Twitch will be turning off the experimental Chants chat feature on Feb. 2, 2022, the American video live streaming service company announced Tuesday.
After being initially announced back in May as a limited-time experiment, it appears Twitch has found that the feature does more harm than good.
Crowd Chants were a new way for communities to "chant" during hype moments on stream.
Creators and mods could use "/chant" to suggest messages (with text and/or emotes) in chat, which would then allow viewers to see a private callout with the chant and either dismiss or participate.
For instance, while I was watching an Apex Legends streamer win a game by ripping the final opposing team to shreds with the Rampage LMG, a mod started a chant that went, "rampage go brrrrrr."
Before I knew it, the entire chat was filled with "rampage go brrrrrr," and I joined in as well simply by hitting the "Chant" button that popped up.
Unfortunately, according to Twitch, while the feature was popular, they seemingly observed a trend in which Chants negatively impacted minutes watched for significant groups of creators using it.
Before long, many replied to the announcement on Twitter, from those sharing their experiences about Chants being a positive addition, to other skeptical about the feature could lead to lower viewership.
"Once again I feel this could have been added and been an optional feature for streamers," @VaughnWhiskey said on Twitter. "I've seen some really wholesome and great things come from the chant feature and those who used it in a negative way maybe should as a creator step in and disable it."
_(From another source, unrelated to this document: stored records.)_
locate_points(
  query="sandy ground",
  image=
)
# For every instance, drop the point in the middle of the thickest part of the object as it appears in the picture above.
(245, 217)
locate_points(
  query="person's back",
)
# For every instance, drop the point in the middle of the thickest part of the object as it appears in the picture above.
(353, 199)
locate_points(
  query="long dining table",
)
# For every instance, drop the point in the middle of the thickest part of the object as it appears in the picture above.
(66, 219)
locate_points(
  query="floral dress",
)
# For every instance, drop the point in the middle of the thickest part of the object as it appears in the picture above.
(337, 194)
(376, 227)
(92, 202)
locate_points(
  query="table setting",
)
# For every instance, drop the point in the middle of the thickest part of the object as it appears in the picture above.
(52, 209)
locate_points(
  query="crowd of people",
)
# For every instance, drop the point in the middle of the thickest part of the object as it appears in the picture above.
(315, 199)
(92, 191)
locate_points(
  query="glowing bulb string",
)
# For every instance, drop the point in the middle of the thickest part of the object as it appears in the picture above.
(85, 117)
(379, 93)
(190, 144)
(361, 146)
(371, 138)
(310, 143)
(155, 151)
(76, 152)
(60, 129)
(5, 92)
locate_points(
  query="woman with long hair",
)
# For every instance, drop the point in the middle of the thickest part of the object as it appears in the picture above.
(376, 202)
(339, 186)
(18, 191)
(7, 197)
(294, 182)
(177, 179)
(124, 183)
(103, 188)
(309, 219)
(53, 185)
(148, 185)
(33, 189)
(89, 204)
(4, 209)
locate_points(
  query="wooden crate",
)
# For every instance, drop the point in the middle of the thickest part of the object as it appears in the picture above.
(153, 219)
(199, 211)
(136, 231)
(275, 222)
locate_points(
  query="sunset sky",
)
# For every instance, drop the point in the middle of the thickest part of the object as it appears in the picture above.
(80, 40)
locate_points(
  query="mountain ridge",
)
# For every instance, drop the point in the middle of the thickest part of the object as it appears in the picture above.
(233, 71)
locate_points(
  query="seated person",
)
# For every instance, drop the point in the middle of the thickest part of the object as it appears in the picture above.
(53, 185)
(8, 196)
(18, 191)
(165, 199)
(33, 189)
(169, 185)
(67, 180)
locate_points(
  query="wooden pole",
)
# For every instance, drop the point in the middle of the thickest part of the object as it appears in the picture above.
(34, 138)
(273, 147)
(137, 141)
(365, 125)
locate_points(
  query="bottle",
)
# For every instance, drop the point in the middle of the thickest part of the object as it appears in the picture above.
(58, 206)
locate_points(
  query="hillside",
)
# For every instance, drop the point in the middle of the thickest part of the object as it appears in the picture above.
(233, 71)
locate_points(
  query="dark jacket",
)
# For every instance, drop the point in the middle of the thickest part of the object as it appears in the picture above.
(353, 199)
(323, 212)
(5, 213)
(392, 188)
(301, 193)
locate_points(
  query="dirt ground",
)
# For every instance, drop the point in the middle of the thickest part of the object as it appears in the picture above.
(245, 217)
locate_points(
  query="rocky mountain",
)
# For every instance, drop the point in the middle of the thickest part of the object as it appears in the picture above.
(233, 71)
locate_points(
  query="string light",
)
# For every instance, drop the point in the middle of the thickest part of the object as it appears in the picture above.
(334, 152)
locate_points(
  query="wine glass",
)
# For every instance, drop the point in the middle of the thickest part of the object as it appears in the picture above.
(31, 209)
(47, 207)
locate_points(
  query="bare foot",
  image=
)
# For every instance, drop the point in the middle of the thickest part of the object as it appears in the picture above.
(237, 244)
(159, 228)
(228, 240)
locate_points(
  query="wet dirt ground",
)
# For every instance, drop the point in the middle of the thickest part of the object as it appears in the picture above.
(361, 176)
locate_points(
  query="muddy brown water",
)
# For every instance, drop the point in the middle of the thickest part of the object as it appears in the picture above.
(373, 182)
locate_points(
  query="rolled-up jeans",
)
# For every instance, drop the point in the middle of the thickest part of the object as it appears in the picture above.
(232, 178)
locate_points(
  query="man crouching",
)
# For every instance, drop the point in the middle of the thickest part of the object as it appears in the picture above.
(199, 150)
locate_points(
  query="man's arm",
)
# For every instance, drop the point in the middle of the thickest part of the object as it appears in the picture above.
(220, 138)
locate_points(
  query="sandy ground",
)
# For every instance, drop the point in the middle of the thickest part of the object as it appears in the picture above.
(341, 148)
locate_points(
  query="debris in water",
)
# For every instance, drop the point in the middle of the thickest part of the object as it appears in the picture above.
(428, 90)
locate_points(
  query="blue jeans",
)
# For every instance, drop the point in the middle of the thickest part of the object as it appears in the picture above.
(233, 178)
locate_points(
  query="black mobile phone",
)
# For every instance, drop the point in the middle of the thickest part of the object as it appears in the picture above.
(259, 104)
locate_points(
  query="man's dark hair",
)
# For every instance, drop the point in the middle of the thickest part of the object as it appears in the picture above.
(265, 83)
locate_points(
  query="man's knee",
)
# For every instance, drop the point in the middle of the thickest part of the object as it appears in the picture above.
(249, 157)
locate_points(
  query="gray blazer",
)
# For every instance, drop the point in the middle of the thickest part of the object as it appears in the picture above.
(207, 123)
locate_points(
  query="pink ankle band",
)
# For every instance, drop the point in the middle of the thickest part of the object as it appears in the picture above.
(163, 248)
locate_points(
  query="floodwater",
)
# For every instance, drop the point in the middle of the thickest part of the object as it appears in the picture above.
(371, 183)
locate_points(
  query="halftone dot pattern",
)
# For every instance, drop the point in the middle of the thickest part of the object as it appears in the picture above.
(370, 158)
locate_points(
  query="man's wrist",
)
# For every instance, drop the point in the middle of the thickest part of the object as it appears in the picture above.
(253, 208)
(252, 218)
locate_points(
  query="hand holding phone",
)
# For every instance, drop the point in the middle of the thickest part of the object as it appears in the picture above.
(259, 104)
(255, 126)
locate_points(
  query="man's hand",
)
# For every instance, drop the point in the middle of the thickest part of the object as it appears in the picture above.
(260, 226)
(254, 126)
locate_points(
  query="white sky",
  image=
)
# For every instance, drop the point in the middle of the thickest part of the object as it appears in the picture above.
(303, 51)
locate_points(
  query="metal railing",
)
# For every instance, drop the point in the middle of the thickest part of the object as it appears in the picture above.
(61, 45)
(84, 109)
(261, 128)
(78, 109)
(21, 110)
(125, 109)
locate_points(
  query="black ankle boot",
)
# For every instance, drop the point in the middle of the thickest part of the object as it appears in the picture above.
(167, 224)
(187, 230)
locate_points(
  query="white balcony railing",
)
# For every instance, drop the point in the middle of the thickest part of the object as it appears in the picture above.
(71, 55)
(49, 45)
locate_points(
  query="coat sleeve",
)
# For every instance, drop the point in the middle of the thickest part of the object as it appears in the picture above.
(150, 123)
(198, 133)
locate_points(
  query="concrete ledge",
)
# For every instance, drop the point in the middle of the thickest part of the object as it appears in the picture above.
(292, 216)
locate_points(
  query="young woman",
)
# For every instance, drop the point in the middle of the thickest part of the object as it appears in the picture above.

"Literally what correlation could chants have to low viewership?" @memmyygrace added. "People see chants and hate them so much they leave?"
The Twitch Support Twitter has since put out another statement.
"To clarify, we randomly generate test (those w/ access) and control (those w/out) groups to compare impact on things creators care about. In this case, the decrease in viewership for channels with access to Chants was significant, specially for small and mid-size channels."